Another problem is in translating a sentence just by itself out of context. I would prefer to take the whole webpage and translate all of it before submitting it. That way, the translator could understand what the page was about and maybe do some research on the subject matter, using Google perhaps, and go back and change earlier sentences as he gets to find out the meaning of the webpage. Having more than one person translate a page often results that they do not use the same tone and register or even translate a word in different ways.
I do like Duolingo, it has been a good experience. I would like to try a language that I have no knowledge previously. I realize that Duolingo is an Internet application. The idea is translate those languages that are prominent on the Web. Since I can read French and Italian they are not for me. Also I know something of Spanish, Russian, Mandarin and Japanese, I don’t want to do them. The only other languages that are new to me and might have some Web presence that I might want to learn are Finnish and Turkish. Finnish is one of the official languages of the EU and Turkish is important in Central Asia. Since I don’t know any of their vocabulary or grammar. learning one of them would be a good way to test out Duolingo’s methods. Is there any chance one of them will added to Duolingo’s list?
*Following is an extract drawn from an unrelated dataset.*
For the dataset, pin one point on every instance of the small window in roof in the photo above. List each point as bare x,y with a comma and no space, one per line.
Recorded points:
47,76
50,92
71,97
Meanwhile, I will continue with the translations and make a start on a novella by Thomas Mann. His novels are all rather long, therefore I want to be much more competent before I tackle them.
Interesting post. I'm curious. Have you taken a placement test since finishing Duolingo German? Is it a lot easier to pick up German now than it was before? i'm curious as to the level of comprehension one obtains from Duolingo lessons.
I've done about half (Spanish) and took an unofficial placement test and received Advanced for nouns and Intermediate for everything else.
It's a test that "places" you. I don't know how to explain it but here is an article that explains it pretty well. Although, it is about math, but they are still talking about placement tests.
You can take informal placement tests on the internet.
This is Transparent's test: http://www.transparent.com/learn-german/proficiency-test.html
There are also proficiency tests which test how proficient you are in the language like the one above.